Jeff and Dave didn't submit their race reports by my publishing deadline, and will be docked accordingly on their next Cyclisme paycheck. I will take the liberty though, to summarize their experiences.

Jeff: Mud, hah! This isn't mud! When I was a kid, we had real mud! Let me out there, I'll rip their legs off!!! (OK, that's me, not Jeff) Anyway, Jeff was leading our Sport 40+ group neutral start, and gave very little ground for the 2.5 hour race duration. I stuck with him (well, pretty close anyway) through the first lap and a half, knowing my only chance to pass would be if he crashed or sketched on some technical stuff. No dice, Jeff was riding fast and clean to a solid 2nd place!

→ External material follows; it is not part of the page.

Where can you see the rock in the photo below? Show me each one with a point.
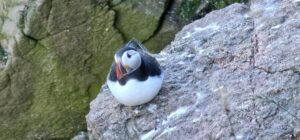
(232, 75)
(81, 136)
(139, 19)
(59, 53)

I meanwhile, had a rear derailleur into the spokes problem that ended my race after about 1.25 laps.

Dave: Mud, dude, it sucks riding in this crap with my old cantilevered, crappy tired, no traction, mud velcro bomb that obviously won't let me stay on top of it, bike. (OK, that's me again, and I'm allowed artistic license here). Congrats to Dave though, for first blood drawn on the day!!

Here's Jeff's podium shot:


So now it's time to hear from Fergus:
The course was muddy. And the mud changed throughout the course. Chunky globs with pine needles in them, to a soufflé crust over hard clay on some downhills, to bright orange clay which was like peanut butter.

I had the wrong gearing for the day. I had a 2:1 ratio which vexed me before the start. Then as we got going I realized my disadvantage could be turned to an advantage. The high gearing forced me to get off more than most people and I ran a bit and walked much of the course. I passed many people while they were in their granny gears. And I was passed by many people in their granny gears (not beginner cat).

The course had steep uphills and very steep downhills which I sometimes walked or, "skied."

Ten miles shouldn't take more than an hour. Nope! Two laps took me one hour and half? I finished at 12:50 but I don't know when we launched. My point is that it took much longer than I thought. I can do without food or water for an hour. I bonked. I became lightheaded and spacy and started second guessing my speed, etc. Two thirds the way through the last lap, I passed some spectators and called out, "I'm starving!" One woman offered me a granola bar which I accepted and devoured faster than anything else I have every eaten. I only paused to inhale air, other than that I pushed that bar down my gullet like feeding a cucumber into a cuisinart. I felt so much better and then passed a guy (sport) and then there was the finish. Done. One other beginner had come in before me, but he had only done one lap. I smiled...
The training over the last months allowed me do do this. That long sustained exertion on our rides gave me an edge with the walking, running and biking over the 1.5 hours.



PS: Fergus' friend Sage, who some may remember from a Rocky Rabbit ride, placed 2nd in the beginner's women category.


Posted by Greg, with the belly ballast in full force here. Wow, it looks like I'm pregnant!